Meski ia membeli tiket tidur, tetap saja tidak jauh lebih baik, apalagi bau di dalam gerbong.

Untungnya hanya dua hari perjalanan, sabar sedikit juga selesai.

"Rokok, minuman, nasi kotak..."

Di kereta, ada orang berjualan sepanjang perjalanan.

Zhang Heng sudah makan sebelum berangkat, tidak berniat membeli lagi, ia pun duduk bersila di dalam gerbong, mulai bermeditasi.

Tok-tok-tok...

Tak lama setelah kereta berangkat, ada petugas datang memeriksa tiket.

Setelah memeriksa tiket Zhang Heng, petugas bergumam, "Seorang pendeta, ternyata membeli empat tiket, seluruh gerbong tidur diborong, kaya juga!"

Zhang Heng tidak menggubris.

Tak disangka, satu jam kemudian, petugas membawa dua gadis mengetuk pintu.

Dua gadis itu tampak berusia tujuh belas atau delapan belas tahun, satu berpakaian putih, satu kuning, keduanya mengenakan rok pelajar.

Begitu pintu dibuka, petugas berkata, "Tuan pendeta, dua gadis ini adalah pelajar progresif yang akan ke Tianjing untuk ikut aksi, mereka tidak dapat tiket tidur, bisakah diberi kemudahan?"

Zhang Heng mengernyitkan dahi.

Alasan ia membeli empat tiket seorang diri, agar tidak diganggu orang lain.

Sebab, ia tampak sendiri, padahal ada satu arwah, jika ketahuan bisa mengejutkan orang.

"Tuan, kami bersedia membayar tiket, kami janji tidak akan mengganggu Anda."

Dua gadis menghela koper, buru-buru meyakinkan Zhang Heng.

Petugas juga membujuk, "Tuan pendeta, semua tempat tidur di gerbong lain sudah penuh, hanya di sini yang masih kosong, toh Anda tidak mungkin tidur di empat ranjang, bagi saja dua ranjang pada mereka, dua gadis keluar rumah juga tidak mudah."

Zhang Heng diam.

Gadis berbaju putih menyadari penolakannya, dengan malu-malu berkata, "Tuan pendeta, saya tahu ini merepotkan, sebenarnya kami juga tidak ingin, pagi tadi baru mendengar berita mahasiswa Tianjing mogok kuliah, kami ingin ke sana memberi dukungan, sebelumnya tidak sempat mempersiapkan, jadi terburu-buru."

Gadis berbaju kuning menimpali, "Jangan remehkan kami, guru kami pernah berkata, di saat genting, kekuatan setiap orang sangat penting, jika semua berani maju, suara kita akan didengar lebih banyak orang."

Zhang Heng terdiam sejenak, mengingat identitas mereka, akhirnya mengangguk, "Aku bicara di awal, barang-barangku tidak boleh disentuh, jika terjadi sesuatu aku tidak bertanggung jawab.

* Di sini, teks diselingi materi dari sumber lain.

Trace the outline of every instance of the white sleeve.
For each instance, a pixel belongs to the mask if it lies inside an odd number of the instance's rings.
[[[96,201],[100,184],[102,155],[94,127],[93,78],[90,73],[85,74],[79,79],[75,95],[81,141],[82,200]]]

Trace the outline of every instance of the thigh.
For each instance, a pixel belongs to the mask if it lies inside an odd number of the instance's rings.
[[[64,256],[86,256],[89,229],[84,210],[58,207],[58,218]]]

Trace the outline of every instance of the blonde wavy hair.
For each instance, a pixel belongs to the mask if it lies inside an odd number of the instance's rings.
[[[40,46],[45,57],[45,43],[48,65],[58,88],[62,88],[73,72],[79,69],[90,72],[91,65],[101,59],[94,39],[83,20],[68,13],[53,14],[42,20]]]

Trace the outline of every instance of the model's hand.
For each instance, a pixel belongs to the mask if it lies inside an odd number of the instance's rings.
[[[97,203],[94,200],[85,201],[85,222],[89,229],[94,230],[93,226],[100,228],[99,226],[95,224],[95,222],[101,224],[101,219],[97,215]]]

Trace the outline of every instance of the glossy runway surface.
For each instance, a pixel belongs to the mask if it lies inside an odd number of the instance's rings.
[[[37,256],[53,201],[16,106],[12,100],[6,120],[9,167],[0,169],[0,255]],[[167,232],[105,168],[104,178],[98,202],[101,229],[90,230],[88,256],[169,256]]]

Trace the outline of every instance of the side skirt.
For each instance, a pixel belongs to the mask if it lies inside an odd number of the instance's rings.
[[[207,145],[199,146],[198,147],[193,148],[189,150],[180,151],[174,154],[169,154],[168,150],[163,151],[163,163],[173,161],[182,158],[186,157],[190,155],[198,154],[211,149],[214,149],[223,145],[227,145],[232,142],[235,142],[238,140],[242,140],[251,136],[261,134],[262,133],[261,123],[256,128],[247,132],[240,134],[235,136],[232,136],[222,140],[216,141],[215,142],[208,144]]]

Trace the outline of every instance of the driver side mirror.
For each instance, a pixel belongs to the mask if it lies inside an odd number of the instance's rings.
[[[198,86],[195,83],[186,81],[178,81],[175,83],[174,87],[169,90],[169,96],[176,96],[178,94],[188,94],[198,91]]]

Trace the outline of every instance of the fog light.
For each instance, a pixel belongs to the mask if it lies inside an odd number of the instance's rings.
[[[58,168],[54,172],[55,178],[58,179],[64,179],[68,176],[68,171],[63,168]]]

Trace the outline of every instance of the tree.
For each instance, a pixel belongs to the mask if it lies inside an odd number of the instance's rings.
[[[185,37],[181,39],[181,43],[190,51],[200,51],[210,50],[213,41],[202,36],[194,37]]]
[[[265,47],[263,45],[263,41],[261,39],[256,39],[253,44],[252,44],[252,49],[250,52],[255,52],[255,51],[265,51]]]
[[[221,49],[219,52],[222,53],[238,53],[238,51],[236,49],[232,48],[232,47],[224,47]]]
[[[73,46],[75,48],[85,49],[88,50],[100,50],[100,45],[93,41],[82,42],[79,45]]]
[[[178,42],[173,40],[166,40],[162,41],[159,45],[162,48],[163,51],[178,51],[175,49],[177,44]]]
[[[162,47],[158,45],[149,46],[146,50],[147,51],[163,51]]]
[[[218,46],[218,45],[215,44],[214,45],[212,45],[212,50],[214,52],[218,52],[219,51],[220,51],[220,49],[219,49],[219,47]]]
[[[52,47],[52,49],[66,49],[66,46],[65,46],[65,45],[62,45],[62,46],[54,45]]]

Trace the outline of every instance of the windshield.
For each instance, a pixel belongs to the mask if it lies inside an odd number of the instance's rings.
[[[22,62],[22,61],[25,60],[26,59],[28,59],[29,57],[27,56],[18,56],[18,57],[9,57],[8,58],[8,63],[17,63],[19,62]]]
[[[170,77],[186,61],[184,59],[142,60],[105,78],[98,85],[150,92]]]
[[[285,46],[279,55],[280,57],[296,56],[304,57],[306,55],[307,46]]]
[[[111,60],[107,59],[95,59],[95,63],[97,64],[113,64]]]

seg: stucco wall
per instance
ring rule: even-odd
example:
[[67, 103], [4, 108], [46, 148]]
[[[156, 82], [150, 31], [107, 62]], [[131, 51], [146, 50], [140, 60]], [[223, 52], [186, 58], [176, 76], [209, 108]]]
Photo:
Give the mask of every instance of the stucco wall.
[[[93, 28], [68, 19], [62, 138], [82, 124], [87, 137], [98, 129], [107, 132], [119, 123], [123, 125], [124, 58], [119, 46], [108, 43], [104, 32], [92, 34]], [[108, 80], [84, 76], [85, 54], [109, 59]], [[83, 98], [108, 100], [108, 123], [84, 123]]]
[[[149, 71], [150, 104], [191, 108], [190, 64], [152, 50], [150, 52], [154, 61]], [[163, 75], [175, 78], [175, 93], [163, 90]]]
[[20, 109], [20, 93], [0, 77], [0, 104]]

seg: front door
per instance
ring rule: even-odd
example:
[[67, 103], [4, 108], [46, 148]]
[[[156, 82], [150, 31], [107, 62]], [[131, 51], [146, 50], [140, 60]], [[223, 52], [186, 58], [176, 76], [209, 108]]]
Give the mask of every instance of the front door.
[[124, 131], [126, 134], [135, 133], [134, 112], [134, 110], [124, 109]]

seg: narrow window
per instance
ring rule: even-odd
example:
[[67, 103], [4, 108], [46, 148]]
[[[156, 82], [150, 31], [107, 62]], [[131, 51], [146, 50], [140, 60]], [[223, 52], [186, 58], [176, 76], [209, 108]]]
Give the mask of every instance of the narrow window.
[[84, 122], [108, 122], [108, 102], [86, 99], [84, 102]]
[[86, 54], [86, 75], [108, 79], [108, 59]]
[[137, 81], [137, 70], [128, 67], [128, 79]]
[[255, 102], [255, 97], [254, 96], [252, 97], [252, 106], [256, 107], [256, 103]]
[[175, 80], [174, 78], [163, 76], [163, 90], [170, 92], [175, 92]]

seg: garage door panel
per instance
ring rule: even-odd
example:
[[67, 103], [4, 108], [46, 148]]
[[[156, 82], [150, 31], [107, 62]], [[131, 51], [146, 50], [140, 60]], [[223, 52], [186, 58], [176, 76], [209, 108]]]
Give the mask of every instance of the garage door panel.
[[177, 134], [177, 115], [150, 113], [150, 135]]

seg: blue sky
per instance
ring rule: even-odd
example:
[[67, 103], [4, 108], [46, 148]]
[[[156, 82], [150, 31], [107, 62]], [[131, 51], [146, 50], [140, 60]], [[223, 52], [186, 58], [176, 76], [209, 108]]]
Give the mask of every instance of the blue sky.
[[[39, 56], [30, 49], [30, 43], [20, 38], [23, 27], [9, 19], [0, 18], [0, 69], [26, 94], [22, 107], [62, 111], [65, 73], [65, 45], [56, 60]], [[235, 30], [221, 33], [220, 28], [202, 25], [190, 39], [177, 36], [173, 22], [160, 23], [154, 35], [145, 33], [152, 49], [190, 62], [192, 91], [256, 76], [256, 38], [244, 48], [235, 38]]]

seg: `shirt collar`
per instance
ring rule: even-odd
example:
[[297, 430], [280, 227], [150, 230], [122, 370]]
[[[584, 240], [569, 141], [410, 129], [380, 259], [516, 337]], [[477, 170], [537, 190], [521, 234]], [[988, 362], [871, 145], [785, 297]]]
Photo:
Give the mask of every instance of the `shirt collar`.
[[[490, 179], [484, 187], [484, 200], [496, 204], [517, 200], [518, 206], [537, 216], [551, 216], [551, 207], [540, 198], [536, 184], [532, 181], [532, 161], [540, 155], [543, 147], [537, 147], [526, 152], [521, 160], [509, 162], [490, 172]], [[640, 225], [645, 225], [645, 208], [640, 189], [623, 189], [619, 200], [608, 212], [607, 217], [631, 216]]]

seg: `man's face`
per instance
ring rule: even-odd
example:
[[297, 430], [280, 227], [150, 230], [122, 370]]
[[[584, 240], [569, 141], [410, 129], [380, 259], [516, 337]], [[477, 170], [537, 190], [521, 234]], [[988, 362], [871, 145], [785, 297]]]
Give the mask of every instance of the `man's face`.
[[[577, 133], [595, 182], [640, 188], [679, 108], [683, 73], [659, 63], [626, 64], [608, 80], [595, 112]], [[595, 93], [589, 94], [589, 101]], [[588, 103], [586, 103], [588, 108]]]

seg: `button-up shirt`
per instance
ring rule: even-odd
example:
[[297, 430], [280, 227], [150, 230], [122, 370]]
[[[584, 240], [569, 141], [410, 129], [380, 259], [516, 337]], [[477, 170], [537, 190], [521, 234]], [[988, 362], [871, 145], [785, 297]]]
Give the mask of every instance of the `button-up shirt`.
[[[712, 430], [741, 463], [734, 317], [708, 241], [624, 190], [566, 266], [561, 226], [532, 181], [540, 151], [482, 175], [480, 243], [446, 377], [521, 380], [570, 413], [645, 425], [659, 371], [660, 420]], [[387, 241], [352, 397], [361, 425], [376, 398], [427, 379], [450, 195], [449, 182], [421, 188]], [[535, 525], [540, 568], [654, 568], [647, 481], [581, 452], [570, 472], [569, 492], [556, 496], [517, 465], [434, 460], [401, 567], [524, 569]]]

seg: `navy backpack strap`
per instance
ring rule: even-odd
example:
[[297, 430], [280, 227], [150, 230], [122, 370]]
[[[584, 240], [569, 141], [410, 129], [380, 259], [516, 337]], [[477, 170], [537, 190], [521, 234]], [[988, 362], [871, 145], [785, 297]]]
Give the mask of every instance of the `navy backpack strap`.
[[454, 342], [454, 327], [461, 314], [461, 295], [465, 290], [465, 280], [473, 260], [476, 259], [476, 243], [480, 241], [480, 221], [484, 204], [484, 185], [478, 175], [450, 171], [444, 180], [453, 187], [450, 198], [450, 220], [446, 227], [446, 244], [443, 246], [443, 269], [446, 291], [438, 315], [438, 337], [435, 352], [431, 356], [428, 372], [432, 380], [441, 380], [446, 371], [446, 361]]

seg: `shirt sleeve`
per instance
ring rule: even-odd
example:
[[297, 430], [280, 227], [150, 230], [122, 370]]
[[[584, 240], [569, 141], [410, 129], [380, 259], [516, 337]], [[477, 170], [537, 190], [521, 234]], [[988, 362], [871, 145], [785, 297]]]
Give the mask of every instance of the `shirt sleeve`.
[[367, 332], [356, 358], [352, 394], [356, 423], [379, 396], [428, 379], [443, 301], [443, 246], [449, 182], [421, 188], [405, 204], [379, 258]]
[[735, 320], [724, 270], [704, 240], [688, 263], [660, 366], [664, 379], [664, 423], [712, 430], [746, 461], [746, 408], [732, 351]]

Lain kali pastikan pesan tiket lebih awal, agar tidak menyusahkan diri sendiri dan orang lain."

Kedua gadis sangat gembira.

Perjalanan ke Tianjing, dua hari satu malam, berdiri di kereta adalah penyiksaan.

Jika sepanjang jalan berdiri, turun dari kereta pasti mereka kelelahan, tidak punya semangat lagi.

"Tuan pendeta, Anda juga ke Tianjing, bagaimana kalau bergabung dengan kami, semakin banyak orang semakin kuat."

Setelah beres di gerbong, gadis berbaju putih dan kuning saling berpandangan, lalu mengalihkan pembicaraan ke Zhang Heng.

Zhang Heng menatap mereka berdua, lalu melihat ke luar jendela, ke kerumunan orang yang mengantar kereta.

Ia terdiam sejenak, lalu menggeleng, "Langit dan bumi berbalik, api akan padam, bangunan agung akan runtuh, satu pohon sulit menopang."